The tumbling of four ballast bags from the balloon was marked: the balloon darted high, wildly high; and with her, seated on the bar, the cord between his thighs, darted high Fred Bates.
Exultant! the five hundred faces wax fire-eyed, each heart a flame of madness. But yonder is Warder Black taking trembling, yet careful, aim: now the report is echoing from the two Tors, the granite-works; and that smoke no sooner thins than a whole volley of crackling musketry is winging toward that dot under the clouds.
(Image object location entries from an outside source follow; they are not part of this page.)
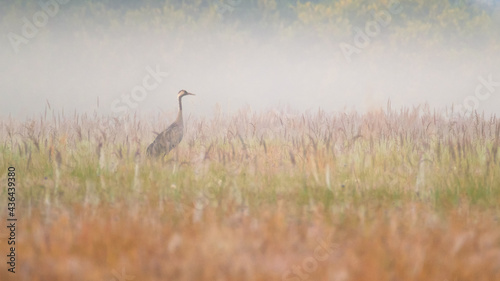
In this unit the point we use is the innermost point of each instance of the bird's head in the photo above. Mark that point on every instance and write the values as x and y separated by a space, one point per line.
183 93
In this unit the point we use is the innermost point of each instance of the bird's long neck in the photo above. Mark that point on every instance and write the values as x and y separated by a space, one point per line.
179 114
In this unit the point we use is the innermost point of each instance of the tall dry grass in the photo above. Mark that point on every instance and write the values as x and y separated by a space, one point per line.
277 195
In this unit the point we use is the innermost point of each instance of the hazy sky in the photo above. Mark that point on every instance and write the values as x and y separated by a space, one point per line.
142 70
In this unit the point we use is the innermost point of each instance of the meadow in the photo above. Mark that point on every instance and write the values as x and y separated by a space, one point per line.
393 194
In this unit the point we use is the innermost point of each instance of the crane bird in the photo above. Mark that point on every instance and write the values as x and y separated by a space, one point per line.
172 136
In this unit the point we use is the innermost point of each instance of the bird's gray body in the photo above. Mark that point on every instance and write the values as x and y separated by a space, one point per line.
166 141
171 137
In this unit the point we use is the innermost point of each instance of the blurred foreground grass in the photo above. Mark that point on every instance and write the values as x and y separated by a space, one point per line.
387 195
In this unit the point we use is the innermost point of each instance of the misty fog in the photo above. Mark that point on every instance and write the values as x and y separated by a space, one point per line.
230 66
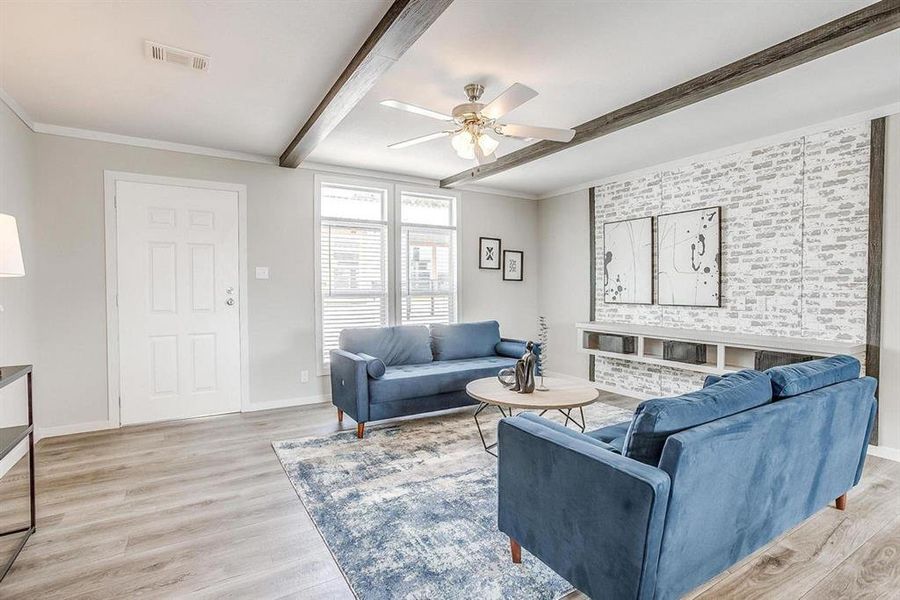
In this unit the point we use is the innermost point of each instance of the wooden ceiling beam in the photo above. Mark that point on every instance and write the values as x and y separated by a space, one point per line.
401 25
841 33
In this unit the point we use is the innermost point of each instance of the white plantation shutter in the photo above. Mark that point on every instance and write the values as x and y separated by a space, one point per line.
382 261
428 275
353 263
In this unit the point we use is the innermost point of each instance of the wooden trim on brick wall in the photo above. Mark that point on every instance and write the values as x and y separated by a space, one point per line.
592 207
876 231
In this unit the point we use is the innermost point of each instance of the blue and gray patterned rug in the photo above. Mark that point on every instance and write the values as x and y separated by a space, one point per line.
411 510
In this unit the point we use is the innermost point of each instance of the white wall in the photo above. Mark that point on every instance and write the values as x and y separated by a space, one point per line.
565 286
71 387
889 385
17 320
484 293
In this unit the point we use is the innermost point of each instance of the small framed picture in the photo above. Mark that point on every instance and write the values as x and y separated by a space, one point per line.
513 265
489 253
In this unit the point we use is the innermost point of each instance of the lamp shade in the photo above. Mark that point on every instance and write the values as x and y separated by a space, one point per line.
10 251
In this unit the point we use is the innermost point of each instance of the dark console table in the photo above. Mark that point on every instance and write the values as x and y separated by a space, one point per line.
10 437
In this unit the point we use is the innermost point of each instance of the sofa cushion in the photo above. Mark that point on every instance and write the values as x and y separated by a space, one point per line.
799 378
464 340
375 367
613 435
400 345
413 381
655 420
610 432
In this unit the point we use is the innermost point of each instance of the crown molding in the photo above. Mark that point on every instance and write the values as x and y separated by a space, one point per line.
127 140
860 117
397 177
16 108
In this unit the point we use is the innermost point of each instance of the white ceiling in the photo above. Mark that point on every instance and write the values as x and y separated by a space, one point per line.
80 64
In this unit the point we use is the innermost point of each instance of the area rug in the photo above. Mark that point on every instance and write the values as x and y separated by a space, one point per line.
411 510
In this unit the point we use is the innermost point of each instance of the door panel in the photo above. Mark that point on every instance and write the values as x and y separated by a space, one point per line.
179 332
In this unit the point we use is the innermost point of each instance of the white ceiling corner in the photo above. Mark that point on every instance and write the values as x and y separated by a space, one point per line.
273 62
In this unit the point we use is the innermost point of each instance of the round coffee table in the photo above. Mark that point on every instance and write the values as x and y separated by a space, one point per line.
562 395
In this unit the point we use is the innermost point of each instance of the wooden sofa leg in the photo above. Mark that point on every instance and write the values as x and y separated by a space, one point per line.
516 550
841 502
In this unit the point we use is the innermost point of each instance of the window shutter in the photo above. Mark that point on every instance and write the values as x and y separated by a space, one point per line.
354 279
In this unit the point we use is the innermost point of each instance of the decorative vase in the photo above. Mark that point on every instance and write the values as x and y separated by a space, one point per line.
525 371
507 377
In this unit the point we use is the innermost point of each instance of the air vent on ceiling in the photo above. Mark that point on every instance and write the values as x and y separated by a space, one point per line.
185 58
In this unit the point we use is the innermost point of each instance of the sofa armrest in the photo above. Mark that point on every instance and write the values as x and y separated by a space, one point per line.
593 516
350 384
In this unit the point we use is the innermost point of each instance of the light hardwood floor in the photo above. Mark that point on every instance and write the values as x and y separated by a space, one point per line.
202 509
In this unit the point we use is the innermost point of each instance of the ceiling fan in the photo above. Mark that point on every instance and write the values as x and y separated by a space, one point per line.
474 121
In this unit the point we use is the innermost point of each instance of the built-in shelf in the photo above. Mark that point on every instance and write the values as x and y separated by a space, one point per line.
726 352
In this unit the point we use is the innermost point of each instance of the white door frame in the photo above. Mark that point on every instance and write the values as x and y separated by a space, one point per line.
110 178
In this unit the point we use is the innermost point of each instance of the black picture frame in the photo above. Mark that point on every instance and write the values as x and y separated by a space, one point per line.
521 276
659 225
481 254
652 224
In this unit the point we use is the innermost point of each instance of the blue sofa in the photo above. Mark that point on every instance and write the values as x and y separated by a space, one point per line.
653 507
386 372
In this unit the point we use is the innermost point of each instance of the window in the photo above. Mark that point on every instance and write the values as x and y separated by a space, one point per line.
427 258
353 268
380 264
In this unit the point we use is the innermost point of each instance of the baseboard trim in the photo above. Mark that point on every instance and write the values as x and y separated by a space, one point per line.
884 452
287 403
10 460
59 430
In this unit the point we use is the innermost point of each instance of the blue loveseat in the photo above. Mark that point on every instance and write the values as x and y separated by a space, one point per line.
385 372
653 507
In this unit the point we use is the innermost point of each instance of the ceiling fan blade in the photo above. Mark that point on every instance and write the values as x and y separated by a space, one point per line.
514 96
416 110
419 140
540 133
483 159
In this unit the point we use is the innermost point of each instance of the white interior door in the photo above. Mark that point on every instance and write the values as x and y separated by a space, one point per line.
179 324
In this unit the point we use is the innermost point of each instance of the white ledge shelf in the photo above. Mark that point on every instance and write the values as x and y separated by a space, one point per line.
726 352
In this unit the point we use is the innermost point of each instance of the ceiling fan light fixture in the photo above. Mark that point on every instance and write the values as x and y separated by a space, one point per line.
464 144
487 143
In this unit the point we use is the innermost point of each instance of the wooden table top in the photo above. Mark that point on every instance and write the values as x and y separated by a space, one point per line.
561 394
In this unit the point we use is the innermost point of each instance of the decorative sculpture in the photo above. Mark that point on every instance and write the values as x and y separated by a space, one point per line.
507 377
525 371
544 339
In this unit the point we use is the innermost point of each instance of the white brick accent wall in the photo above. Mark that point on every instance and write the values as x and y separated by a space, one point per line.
794 245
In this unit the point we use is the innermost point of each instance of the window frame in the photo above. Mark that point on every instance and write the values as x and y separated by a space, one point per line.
398 249
393 223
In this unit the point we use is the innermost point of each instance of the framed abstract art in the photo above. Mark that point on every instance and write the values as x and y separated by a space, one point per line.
689 258
628 261
489 253
513 268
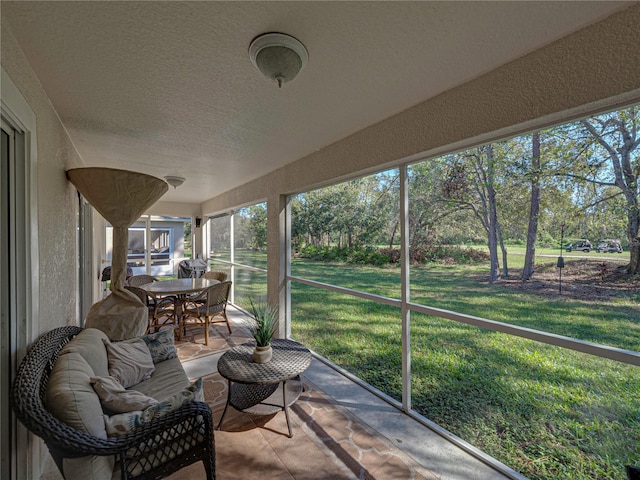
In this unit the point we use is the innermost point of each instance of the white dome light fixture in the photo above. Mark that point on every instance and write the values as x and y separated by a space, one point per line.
175 182
278 56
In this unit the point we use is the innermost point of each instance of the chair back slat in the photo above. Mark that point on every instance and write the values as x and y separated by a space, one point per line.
215 275
138 280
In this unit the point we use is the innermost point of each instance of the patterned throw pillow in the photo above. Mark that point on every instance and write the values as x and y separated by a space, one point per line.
116 399
190 394
129 362
121 424
161 345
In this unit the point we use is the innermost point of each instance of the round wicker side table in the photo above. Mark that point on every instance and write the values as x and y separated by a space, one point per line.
251 385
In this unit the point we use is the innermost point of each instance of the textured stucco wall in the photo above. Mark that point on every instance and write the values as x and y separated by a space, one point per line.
56 197
595 68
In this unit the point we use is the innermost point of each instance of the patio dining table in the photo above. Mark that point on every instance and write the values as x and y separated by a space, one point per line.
181 288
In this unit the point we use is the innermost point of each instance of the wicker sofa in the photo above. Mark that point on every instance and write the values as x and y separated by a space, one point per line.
70 419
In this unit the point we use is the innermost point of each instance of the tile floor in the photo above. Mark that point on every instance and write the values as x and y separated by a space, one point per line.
340 430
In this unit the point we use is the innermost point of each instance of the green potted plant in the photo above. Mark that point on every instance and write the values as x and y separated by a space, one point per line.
262 328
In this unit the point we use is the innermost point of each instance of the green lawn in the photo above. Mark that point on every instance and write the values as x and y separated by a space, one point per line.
545 411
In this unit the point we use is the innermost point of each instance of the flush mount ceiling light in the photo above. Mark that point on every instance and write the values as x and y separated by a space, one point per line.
278 56
175 182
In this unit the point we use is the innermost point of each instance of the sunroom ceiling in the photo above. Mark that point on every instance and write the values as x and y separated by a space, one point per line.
167 88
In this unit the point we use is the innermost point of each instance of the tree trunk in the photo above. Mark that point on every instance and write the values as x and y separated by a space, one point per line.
534 209
494 274
503 249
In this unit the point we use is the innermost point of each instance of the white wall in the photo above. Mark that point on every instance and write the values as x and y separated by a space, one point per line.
56 197
593 69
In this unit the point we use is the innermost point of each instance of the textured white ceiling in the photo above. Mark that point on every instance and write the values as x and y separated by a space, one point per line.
167 88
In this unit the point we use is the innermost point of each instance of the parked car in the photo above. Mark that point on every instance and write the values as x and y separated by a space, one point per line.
609 246
582 245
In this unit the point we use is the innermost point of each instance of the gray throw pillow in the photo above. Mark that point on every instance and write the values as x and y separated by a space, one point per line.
161 345
129 362
114 398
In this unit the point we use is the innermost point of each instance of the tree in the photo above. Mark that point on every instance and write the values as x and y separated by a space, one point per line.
612 142
534 209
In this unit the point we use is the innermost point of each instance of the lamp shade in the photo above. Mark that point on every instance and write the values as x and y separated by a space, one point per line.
278 56
120 196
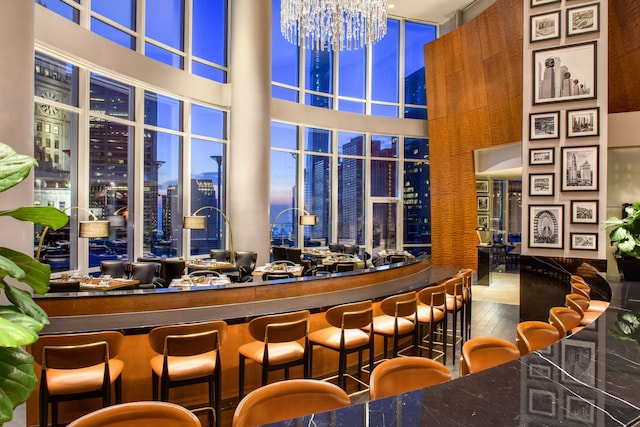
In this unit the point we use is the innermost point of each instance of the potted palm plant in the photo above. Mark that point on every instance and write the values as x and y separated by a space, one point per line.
625 237
21 319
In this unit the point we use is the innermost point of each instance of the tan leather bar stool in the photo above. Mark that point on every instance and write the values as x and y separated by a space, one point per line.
533 335
346 335
483 353
288 399
277 344
188 354
77 366
403 374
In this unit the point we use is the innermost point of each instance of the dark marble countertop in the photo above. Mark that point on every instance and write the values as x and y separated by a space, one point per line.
591 378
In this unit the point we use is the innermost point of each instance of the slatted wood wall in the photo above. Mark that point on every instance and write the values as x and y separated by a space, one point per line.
474 101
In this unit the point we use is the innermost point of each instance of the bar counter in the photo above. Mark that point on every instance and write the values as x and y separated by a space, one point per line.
589 379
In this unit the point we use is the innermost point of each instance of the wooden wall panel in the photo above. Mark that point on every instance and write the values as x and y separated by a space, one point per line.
483 99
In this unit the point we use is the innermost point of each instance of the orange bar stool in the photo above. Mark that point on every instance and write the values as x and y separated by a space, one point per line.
139 414
277 344
288 399
77 366
533 335
403 374
346 335
188 354
432 312
399 319
483 353
565 320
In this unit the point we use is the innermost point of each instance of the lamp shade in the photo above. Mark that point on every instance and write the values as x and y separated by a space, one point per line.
308 220
194 222
93 229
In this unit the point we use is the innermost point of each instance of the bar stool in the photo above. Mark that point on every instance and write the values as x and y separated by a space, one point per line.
403 374
136 414
77 366
398 320
483 353
432 312
188 354
276 344
346 335
533 335
288 399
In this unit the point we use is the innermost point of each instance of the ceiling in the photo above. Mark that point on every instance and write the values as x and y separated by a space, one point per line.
436 11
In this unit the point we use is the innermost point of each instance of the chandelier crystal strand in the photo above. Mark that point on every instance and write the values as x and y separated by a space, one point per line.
333 24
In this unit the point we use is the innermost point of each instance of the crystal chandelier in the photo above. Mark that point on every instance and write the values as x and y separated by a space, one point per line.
333 24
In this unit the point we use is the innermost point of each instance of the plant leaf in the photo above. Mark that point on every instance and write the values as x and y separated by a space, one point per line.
17 380
24 302
14 167
41 215
36 274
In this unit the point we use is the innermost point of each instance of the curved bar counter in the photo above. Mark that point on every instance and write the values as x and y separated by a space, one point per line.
590 378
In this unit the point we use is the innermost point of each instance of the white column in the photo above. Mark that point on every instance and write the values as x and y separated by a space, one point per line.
249 157
16 111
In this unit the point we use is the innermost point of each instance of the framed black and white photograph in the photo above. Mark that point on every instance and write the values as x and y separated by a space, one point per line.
583 122
483 221
580 409
579 362
483 203
544 125
580 168
584 212
546 227
541 156
545 26
584 241
583 19
542 402
482 186
541 184
535 3
564 73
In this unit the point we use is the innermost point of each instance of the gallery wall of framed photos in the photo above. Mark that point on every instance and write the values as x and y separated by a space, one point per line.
564 128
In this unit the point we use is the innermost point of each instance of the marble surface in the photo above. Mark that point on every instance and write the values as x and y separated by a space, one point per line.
591 378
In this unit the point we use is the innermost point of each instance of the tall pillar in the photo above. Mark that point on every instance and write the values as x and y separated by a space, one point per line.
250 147
16 111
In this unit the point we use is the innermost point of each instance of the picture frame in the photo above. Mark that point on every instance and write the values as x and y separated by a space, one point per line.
583 122
483 203
542 402
544 125
579 362
580 409
541 184
583 19
483 221
584 241
482 186
584 211
580 168
541 156
545 26
546 226
535 3
565 73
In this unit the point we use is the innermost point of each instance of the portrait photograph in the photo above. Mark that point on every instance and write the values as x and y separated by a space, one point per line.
541 156
583 19
544 125
584 212
564 73
580 168
541 184
546 226
582 122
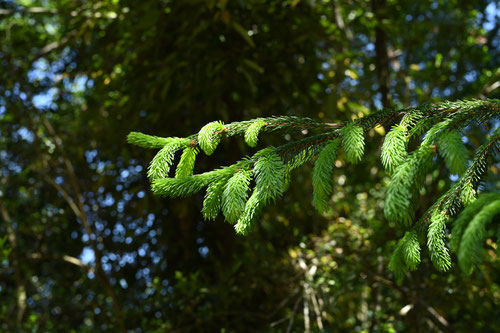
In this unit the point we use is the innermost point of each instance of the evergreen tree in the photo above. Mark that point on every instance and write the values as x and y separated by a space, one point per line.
435 130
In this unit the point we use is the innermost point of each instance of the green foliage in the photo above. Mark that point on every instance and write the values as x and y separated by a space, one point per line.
148 141
161 163
469 230
436 242
322 175
353 142
186 164
394 148
252 210
235 195
209 136
471 244
467 194
213 199
164 68
271 168
252 132
467 215
405 184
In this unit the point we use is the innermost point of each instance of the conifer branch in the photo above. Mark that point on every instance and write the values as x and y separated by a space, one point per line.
442 123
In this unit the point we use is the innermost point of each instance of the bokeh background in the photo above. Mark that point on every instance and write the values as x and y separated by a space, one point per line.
86 247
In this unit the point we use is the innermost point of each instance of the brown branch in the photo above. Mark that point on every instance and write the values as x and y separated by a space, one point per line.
78 209
21 286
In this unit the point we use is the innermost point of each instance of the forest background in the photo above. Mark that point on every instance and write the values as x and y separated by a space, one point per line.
87 247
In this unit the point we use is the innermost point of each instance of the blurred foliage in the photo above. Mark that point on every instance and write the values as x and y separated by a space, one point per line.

And it was hideous—pitiful—the quailing heart waited and was still to see the dot dissever itself from its rod: he had been hit: was in the middle of the vast and vacant air: and wheeling he came.
A shockingly protracted interval did that fall fill up: the five hundred, gazing as at some wonder in heaven, did not, could not, breathe: the outraged heart seemed to rend the breast in a shriek. Would it never end, that somersault? Wheeling he came.
In reality it occupied much less than a minute: and now he is no more ethereal, but has grown, is grossly near, attended by the raving winds of his travelling: is arrived. And the thump of his coming was heard. As he touched the earth he jerked out circular….
Here was a tragedy remembered many a year at Colmoor, and always with feelings of the deepest awe.